The good thing was the weather, it was lovely, the downside was that the World Cup was being played, so obviously it was pointless trying to sell unless the person opening the door showed any interest, so it started a little slowly, but finally the World Cup was over and the selling began in earnest.

I found I could talk virtually any guy into an appointment until I heard the dulcet tones of the lady of the house; shouting, 'Who is it?' and as soon as the man said, 'A lady about double glazing,' the response from inside was often, 'We don't want it,' and then it was like the reverse of Open Sesame; the door would quickly be shut by the sheepish looking husband. It made me chuckle, but I still managed to get my five weekly appointments.

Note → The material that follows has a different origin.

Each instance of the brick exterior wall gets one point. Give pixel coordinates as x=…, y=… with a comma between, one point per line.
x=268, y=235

The silliest thing we had to do was knock on the door even when every window was double glazed; just in case they wanted a conservatory or the back of the house double glazed. People would look at us as if we were barmy. 'Can't you see the whole bleeping house is double-glazed?' Of course I could but I had to ask and tick the bleeping box.

You need a tough shell and a straight face to sell door to door; you never know what you are going to see when that door opens. Men in their grey undies were not uncommon . . . oh how I wish they were. My biggest problem was the straight face, I've always been the same; it doesn't take much to make me laugh and when I start I can laugh 'til I cry. There was more than one occasion that Elaine and I had to walk down the pathway with our backs to each other in case we set each other off.

I only took eight weeks to get enough money to pack it in, I was glad when it was finished as I was very tired doing two jobs and I only had thirty minutes between finishing at my Council job before I was picked up for the double glazing selling. I won't say it was easy money, but I had no problem hitting the targets set. It was only later that I found out the agents who visited to price up the windows were real hard sellers; so there's a little part of me that feels bad and I hope that no-one was pressured into buying when they didn't want to.

The boyfriend was glad to get his money, I'd like to say I learned my lesson and managed my money better but I always had too many days left before I was paid again. Thank goodness I fell in love with and married Mike an accountant. I finally learned how to balance my bank account.

So now you know my secret . . . you won't tell anyone will you?